HW #5
Due dates
The assignment is due Monday, November 20 by the end of the day for both sections.
Description
In this assignment, we’ll explore restaurant review data available through the Yelp Dataset Challenge. The dataset includes Yelp data for user reviews and business information for many metropolitan areas. I’ve already downloaded this dataset (8 GB total!) and extracted out the data files for reviews and restaurants in Philadelphia. I’ve placed these data files into the data
directory in this repository.
This assignment is broken into two parts:
Part 1: Analyzing correlations between restaurant reviews and census data
We’ll explore the relationship between restaurant reviews and the income levels of the restaurant’s surrounding area.

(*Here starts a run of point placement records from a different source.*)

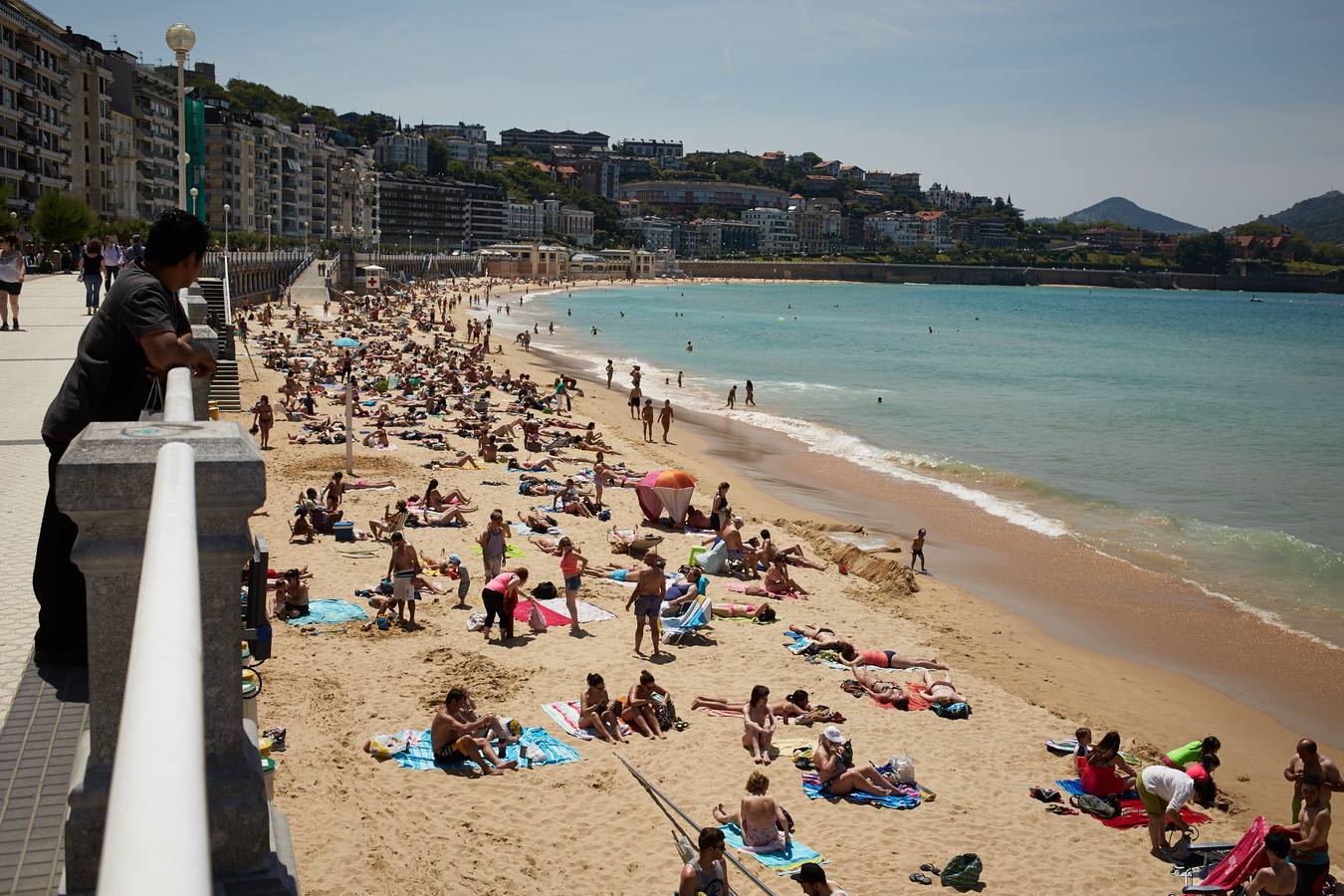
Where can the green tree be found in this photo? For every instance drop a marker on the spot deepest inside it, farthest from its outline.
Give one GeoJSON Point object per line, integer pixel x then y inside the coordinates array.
{"type": "Point", "coordinates": [61, 218]}
{"type": "Point", "coordinates": [437, 157]}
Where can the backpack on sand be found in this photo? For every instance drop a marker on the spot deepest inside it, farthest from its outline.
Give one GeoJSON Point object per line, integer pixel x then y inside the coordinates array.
{"type": "Point", "coordinates": [1104, 808]}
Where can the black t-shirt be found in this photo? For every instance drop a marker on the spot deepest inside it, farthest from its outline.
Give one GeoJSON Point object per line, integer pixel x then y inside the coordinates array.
{"type": "Point", "coordinates": [108, 379]}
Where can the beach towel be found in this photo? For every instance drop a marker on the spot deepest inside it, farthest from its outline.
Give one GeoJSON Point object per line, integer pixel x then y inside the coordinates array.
{"type": "Point", "coordinates": [330, 612]}
{"type": "Point", "coordinates": [545, 749]}
{"type": "Point", "coordinates": [906, 796]}
{"type": "Point", "coordinates": [782, 861]}
{"type": "Point", "coordinates": [1132, 813]}
{"type": "Point", "coordinates": [525, 608]}
{"type": "Point", "coordinates": [566, 715]}
{"type": "Point", "coordinates": [510, 551]}
{"type": "Point", "coordinates": [587, 611]}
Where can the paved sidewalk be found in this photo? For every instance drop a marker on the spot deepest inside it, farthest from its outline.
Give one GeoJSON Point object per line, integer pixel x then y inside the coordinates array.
{"type": "Point", "coordinates": [33, 364]}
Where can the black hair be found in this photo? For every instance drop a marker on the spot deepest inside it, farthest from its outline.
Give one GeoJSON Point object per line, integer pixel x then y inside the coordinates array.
{"type": "Point", "coordinates": [176, 235]}
{"type": "Point", "coordinates": [710, 837]}
{"type": "Point", "coordinates": [1277, 842]}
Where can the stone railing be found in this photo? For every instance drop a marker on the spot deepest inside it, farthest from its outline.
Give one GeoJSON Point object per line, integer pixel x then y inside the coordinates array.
{"type": "Point", "coordinates": [130, 489]}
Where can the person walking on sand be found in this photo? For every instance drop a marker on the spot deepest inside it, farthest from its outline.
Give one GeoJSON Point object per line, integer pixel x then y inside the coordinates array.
{"type": "Point", "coordinates": [571, 569]}
{"type": "Point", "coordinates": [402, 568]}
{"type": "Point", "coordinates": [1309, 761]}
{"type": "Point", "coordinates": [647, 416]}
{"type": "Point", "coordinates": [647, 596]}
{"type": "Point", "coordinates": [917, 551]}
{"type": "Point", "coordinates": [665, 419]}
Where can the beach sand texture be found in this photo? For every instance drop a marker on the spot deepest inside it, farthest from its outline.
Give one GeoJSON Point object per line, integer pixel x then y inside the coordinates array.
{"type": "Point", "coordinates": [364, 826]}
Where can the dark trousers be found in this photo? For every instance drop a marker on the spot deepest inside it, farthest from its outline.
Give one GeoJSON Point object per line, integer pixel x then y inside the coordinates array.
{"type": "Point", "coordinates": [57, 581]}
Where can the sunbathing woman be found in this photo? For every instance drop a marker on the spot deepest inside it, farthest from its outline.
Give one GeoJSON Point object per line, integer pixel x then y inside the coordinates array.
{"type": "Point", "coordinates": [941, 691]}
{"type": "Point", "coordinates": [765, 826]}
{"type": "Point", "coordinates": [764, 611]}
{"type": "Point", "coordinates": [826, 639]}
{"type": "Point", "coordinates": [595, 711]}
{"type": "Point", "coordinates": [884, 691]}
{"type": "Point", "coordinates": [1104, 772]}
{"type": "Point", "coordinates": [836, 780]}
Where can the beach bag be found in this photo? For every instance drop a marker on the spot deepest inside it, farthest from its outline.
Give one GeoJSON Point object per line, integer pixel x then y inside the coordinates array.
{"type": "Point", "coordinates": [1095, 806]}
{"type": "Point", "coordinates": [963, 872]}
{"type": "Point", "coordinates": [535, 621]}
{"type": "Point", "coordinates": [903, 769]}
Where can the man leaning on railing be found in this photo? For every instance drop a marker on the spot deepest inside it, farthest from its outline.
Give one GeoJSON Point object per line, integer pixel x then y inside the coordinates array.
{"type": "Point", "coordinates": [138, 334]}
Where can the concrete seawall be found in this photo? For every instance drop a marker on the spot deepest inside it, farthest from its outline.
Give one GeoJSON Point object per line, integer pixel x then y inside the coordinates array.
{"type": "Point", "coordinates": [987, 276]}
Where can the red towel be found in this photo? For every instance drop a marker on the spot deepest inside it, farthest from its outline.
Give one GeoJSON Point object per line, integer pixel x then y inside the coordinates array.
{"type": "Point", "coordinates": [525, 607]}
{"type": "Point", "coordinates": [1132, 814]}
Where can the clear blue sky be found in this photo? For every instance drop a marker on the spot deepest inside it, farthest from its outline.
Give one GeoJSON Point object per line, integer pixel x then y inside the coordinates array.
{"type": "Point", "coordinates": [1212, 112]}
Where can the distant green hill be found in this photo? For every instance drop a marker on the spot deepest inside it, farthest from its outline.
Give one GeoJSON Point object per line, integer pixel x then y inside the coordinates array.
{"type": "Point", "coordinates": [1120, 210]}
{"type": "Point", "coordinates": [1320, 218]}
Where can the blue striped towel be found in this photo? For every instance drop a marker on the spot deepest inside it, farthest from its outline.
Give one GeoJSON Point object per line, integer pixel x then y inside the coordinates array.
{"type": "Point", "coordinates": [910, 795]}
{"type": "Point", "coordinates": [419, 753]}
{"type": "Point", "coordinates": [330, 612]}
{"type": "Point", "coordinates": [782, 861]}
{"type": "Point", "coordinates": [1074, 787]}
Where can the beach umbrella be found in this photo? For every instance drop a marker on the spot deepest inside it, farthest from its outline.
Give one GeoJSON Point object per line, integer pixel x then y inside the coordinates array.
{"type": "Point", "coordinates": [667, 491]}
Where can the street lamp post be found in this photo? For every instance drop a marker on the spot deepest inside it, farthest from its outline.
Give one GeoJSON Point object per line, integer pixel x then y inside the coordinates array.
{"type": "Point", "coordinates": [180, 39]}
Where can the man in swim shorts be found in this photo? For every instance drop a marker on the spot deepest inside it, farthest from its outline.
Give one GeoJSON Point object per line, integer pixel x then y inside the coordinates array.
{"type": "Point", "coordinates": [649, 588]}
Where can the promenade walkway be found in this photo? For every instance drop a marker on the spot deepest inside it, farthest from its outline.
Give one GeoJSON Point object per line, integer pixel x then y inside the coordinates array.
{"type": "Point", "coordinates": [42, 715]}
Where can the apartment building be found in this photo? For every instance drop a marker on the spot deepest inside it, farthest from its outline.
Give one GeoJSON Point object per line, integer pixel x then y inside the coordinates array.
{"type": "Point", "coordinates": [34, 105]}
{"type": "Point", "coordinates": [777, 231]}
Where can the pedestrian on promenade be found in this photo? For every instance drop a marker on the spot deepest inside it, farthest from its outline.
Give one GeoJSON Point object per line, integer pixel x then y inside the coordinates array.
{"type": "Point", "coordinates": [91, 272]}
{"type": "Point", "coordinates": [137, 335]}
{"type": "Point", "coordinates": [12, 272]}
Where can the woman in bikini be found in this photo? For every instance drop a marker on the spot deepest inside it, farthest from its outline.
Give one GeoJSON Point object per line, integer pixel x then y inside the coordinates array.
{"type": "Point", "coordinates": [839, 780]}
{"type": "Point", "coordinates": [595, 711]}
{"type": "Point", "coordinates": [764, 823]}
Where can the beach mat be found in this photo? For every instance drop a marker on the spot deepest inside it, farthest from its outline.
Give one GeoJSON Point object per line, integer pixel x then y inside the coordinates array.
{"type": "Point", "coordinates": [330, 612]}
{"type": "Point", "coordinates": [909, 796]}
{"type": "Point", "coordinates": [784, 860]}
{"type": "Point", "coordinates": [566, 715]}
{"type": "Point", "coordinates": [587, 611]}
{"type": "Point", "coordinates": [525, 608]}
{"type": "Point", "coordinates": [419, 751]}
{"type": "Point", "coordinates": [1132, 813]}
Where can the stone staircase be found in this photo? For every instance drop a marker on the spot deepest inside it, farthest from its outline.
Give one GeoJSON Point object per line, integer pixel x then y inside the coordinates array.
{"type": "Point", "coordinates": [223, 388]}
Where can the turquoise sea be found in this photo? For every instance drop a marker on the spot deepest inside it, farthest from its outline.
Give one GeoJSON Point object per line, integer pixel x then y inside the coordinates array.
{"type": "Point", "coordinates": [1187, 431]}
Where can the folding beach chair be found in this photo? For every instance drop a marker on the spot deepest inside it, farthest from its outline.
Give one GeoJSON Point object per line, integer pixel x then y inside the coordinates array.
{"type": "Point", "coordinates": [695, 618]}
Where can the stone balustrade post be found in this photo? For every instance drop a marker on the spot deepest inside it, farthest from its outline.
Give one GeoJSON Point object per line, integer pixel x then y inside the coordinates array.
{"type": "Point", "coordinates": [105, 484]}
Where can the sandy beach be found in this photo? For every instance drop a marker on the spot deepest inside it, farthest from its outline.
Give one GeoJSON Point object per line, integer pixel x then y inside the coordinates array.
{"type": "Point", "coordinates": [365, 826]}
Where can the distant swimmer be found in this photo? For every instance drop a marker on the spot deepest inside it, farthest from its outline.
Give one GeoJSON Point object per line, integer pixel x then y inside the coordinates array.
{"type": "Point", "coordinates": [917, 551]}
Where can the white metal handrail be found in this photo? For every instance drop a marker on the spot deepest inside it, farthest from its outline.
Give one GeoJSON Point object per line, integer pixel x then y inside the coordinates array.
{"type": "Point", "coordinates": [157, 829]}
{"type": "Point", "coordinates": [179, 406]}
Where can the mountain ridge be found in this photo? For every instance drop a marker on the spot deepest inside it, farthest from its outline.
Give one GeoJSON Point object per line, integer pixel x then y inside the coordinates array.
{"type": "Point", "coordinates": [1124, 211]}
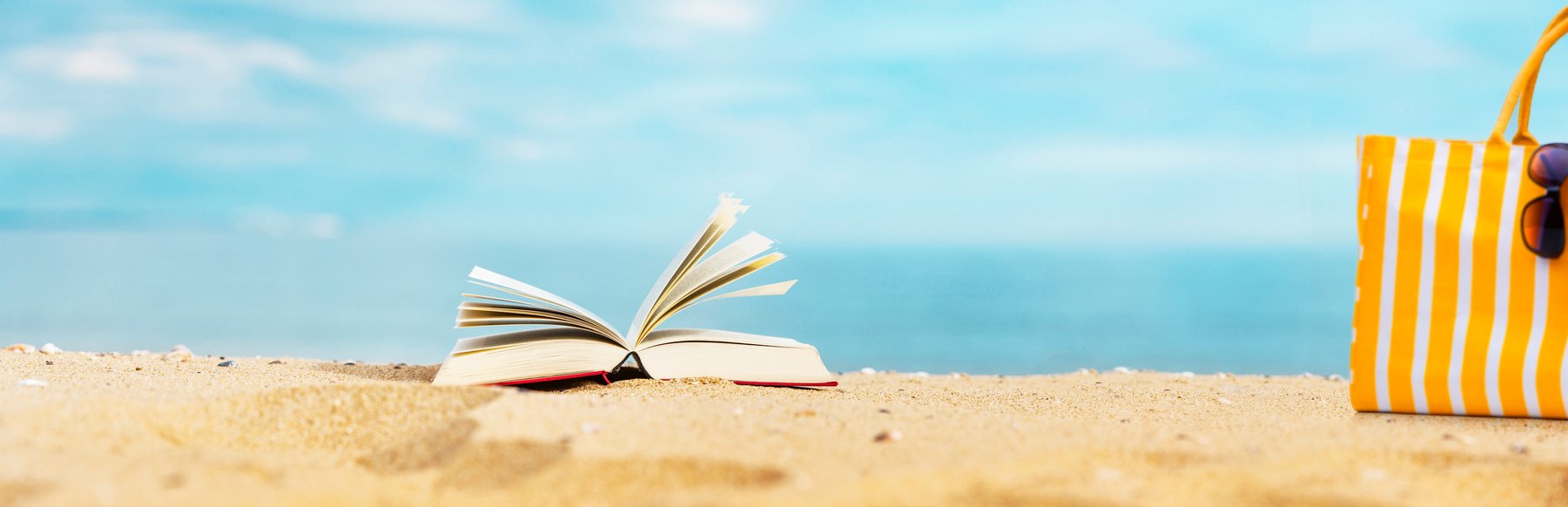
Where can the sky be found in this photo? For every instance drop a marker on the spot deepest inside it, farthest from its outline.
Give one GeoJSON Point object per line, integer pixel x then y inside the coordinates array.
{"type": "Point", "coordinates": [1012, 187]}
{"type": "Point", "coordinates": [891, 123]}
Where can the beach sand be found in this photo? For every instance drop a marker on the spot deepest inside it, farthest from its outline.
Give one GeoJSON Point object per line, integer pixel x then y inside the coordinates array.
{"type": "Point", "coordinates": [141, 430]}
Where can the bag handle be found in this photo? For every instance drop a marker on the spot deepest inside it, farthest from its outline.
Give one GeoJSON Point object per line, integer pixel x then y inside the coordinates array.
{"type": "Point", "coordinates": [1523, 87]}
{"type": "Point", "coordinates": [1523, 137]}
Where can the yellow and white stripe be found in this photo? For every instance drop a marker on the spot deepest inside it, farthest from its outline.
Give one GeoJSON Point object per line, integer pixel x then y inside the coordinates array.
{"type": "Point", "coordinates": [1452, 316]}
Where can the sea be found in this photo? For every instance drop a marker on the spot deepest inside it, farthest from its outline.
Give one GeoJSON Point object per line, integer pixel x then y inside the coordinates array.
{"type": "Point", "coordinates": [977, 309]}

Part 2: Exploring the impact of fast food restaurants
We’ll run a sentiment analysis on reviews of fast food restaurants and estimate income levels in neighborhoods with fast food restaurants. We’ll test how well our sentiment analysis works by comparing the number of stars to the sentiment of reviews.
Background readings - Does sentiment analysis work? - The Geography of Taste: Using Yelp to Study Urban Culture
Assignment details
A skeleton Jupyter notebook is available in this repository that will walk you through the steps of the assignment. The completed notebook should be submitted as your assignment.
Submission
We’ll be using GitHub for assignment submission again. You can set up your own private repository on GitHub for this assignment using the link below.
The invitation link will depend upon your section:
Section 402: https://classroom.github.com/a/eUYIUqNa
The assignment should be added to this GitHub repository before the deadline. You can add files to the repository through the web (github.com) interface or using the command line locally on your machine.